The Author on Television
I used that
quote in a post two months ago, in which I said I was going to do a test on
advertising my mystery novel, Not Death, But Love, on cable TV. At the time of the posting, I’d just signed an
agreement to run a 30-second spot in a relatively small
cable market (Monterey County, CA) to see what sort of bump it would provide
for my book sales.
It was
clearly an experiment. Based on the number of people who would be seeing it,
there was no way I could sell enough copies of the book to pay the whole cost
of the ad. However, I reasoned that if I got a discernibly good response, that
would tell me that this sort of advertising can be effective, and the next step
would be to see how to use the video tool in a more cost-effective way.
I worked
with a cable consultant to come up with a package that would put the spot in
front of a large number of women aged 35-64, a good target market for my type
of mystery.
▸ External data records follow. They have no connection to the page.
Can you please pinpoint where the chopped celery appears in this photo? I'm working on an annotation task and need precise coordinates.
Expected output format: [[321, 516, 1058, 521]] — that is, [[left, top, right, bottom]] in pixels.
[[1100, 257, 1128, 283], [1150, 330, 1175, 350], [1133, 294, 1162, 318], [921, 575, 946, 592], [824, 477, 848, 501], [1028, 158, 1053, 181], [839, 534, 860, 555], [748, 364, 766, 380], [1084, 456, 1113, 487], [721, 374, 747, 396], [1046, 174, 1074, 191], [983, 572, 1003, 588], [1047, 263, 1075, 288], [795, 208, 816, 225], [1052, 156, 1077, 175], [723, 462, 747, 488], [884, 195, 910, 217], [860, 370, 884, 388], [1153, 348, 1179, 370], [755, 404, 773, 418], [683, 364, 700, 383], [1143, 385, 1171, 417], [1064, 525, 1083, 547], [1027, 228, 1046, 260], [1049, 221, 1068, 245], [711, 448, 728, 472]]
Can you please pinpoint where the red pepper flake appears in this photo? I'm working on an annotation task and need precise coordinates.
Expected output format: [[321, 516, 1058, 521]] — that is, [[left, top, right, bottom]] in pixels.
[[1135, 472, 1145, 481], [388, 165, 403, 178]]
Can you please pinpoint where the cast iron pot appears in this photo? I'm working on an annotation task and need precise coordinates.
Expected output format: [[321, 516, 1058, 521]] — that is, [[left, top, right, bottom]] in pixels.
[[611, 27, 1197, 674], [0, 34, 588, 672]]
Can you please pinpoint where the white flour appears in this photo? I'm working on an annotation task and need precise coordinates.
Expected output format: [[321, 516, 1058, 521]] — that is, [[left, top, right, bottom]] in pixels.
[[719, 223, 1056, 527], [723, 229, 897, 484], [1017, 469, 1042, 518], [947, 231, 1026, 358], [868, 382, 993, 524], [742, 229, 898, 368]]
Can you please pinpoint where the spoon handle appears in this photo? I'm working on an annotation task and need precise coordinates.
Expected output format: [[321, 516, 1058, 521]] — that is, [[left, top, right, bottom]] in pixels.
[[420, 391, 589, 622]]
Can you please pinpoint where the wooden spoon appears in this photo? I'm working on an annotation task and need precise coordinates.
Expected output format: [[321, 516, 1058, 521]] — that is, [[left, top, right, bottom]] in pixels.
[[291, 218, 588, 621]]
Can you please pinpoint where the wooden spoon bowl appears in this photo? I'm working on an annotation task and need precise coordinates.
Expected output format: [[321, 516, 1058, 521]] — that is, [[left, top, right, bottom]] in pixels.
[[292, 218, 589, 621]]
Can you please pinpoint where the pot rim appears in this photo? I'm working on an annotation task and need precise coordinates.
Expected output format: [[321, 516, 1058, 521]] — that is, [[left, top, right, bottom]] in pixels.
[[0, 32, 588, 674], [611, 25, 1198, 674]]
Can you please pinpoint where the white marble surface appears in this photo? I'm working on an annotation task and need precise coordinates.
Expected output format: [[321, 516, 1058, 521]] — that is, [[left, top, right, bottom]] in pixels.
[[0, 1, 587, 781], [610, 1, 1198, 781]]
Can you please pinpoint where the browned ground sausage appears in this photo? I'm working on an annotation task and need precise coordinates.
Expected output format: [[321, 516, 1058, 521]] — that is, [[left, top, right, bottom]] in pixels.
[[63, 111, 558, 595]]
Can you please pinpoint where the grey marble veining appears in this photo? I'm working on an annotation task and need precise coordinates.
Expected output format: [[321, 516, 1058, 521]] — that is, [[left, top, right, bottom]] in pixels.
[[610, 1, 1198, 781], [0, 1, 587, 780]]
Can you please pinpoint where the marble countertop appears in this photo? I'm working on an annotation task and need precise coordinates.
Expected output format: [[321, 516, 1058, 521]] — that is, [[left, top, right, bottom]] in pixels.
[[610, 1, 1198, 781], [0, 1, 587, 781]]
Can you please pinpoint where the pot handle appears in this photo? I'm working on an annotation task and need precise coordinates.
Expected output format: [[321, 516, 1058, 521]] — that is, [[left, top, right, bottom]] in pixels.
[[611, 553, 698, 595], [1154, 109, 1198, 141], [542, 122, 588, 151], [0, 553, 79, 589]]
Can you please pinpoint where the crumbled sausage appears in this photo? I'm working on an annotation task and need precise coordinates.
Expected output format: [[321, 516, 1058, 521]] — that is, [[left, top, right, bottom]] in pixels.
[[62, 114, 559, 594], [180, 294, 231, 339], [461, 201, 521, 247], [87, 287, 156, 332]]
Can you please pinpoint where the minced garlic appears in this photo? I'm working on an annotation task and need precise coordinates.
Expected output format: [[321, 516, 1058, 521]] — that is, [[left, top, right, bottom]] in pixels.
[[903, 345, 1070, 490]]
It ran a couple hundred times on six different channels in the
market, and the results are now in.
It failed
utterly.
What Went Wrong?
Like the
angler who thinks he’s doing things right, but getting no love from the fish, I
was perplexed. I had expected I’d see at minimum a modest boost in sales from
the ad, yet during the two weeks it was running, I sold fewer books than I had
the prior two weeks. And the prior two weeks were slow, so sales in the ad
period couldn’t even clear a very low bar. No way you can put lipstick on that
pig.
So the
question is why did it fail? The reasons I can think of include: The ad wasn’t
good; the book was wrong for the target market; the brief experiment didn’t
connect with enough repeat viewers; requiring people to go to Amazon to buy the
book may have been too much to ask; people screen out TV ads and nobody saw it;
people needed to see it a couple more times before taking action.
My gut
sense is that it likely wasn’t the first two reasons, and that the problem had
more to do with the fact of hitting an audience with a completely unknown
product. In such a case, it would probably take more ad repetitions than I
could afford to drive a fair number of people to log on to Amazon and buy the
book. Well, that’s my best guess anyway.